Parmi tous les donateurs on trouve un couple bien connu au sein des mouvements culturels sarthois : Anne et Lionel Hubert. Lui préside la structure sarthoise de ce syndicat. Anne possède 18 hectares dans lesquels s’élèvent de superbes chênes. La discussion au sein du couple est brève, ils décident d’en fournir cinq puisque tel en est le minimum requis. Ils en disposent dans leur parcelle située au bois de l’Épine, à Saint-Ouen-en-Belin, entre Laigné et Écommoy.
Le 19 thermidor an VII (6 août 1799), René Guyet et son épouse Scholastique Héry, ancêtres d’Anne Hubert, acquièrent un secteur de chênaie. Bien entretenu, celui-ci se transmet de génération en génération pendant plus de deux siècles. En septembre 2022, à la demande d’Anne et Lionel, un expert vient déterminer les arbres destinés au sauvetage et impose des marques sur leur tronc.
Julien, chêne NDP 3098
Matthieu, chêne NDP 3099
Jérémy, chêne NDP 3100
Lucas, chêne NDP 3101
Trésors, chêne NDP 3102
Ils reçoivent les noms de Julien, Matthieu, Jérémy et Lucas, prénoms des petits-enfants des généreux donateurs.
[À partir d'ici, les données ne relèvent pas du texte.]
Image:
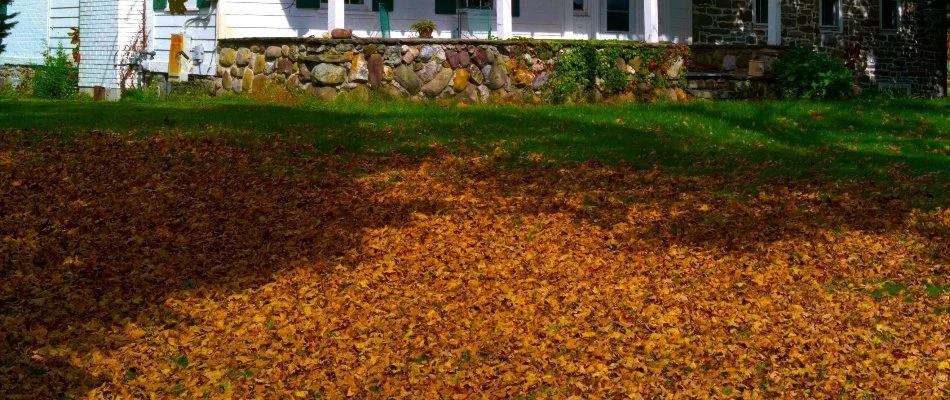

Les trésors d'Anne et Hubert
Au cinquième, est attribué le nom de Trésors puisque ces héritiers du couple Hubert constituent leurs trésors !
Les chênes choisis surplombent le sol de 20 mètres au moins, dont 15 exploitables, et disposent d’un diamètre minimal de 45 cm. Les fûts sélectionnés ne s’élèvent pas tout près les uns des autres, le but poursuivi consistant à éviter une étape « table rase » comme on peut le voir bien souvent en sylviculture classique. Cette façon de procéder permet aux promeneurs, comme aux passionnés, de pouvoir admirer des arbres voisins de différentes tailles. De plus le couvert forestier ne se trouve en rien altéré !>
Anne devant l'un des chênes abattus
Croissant sur ce terrain depuis environ 100 ans, ils sont débardés le samedi 17 décembre 2022 par des chevaux convoyés par leurs propriétaires : Christine Sallé, Jean-Baptiste et Vivien Ricard. Les quatre colosses procédant à l’opération, particulièrement bien dressés, réagissent au moindre mot pendant toute leur tâche. D’origines diverses puisque l’attelage se compose de Doupette, une percheronne, Câlin, un ardennais, et de deux comtois : Iris et Oliver.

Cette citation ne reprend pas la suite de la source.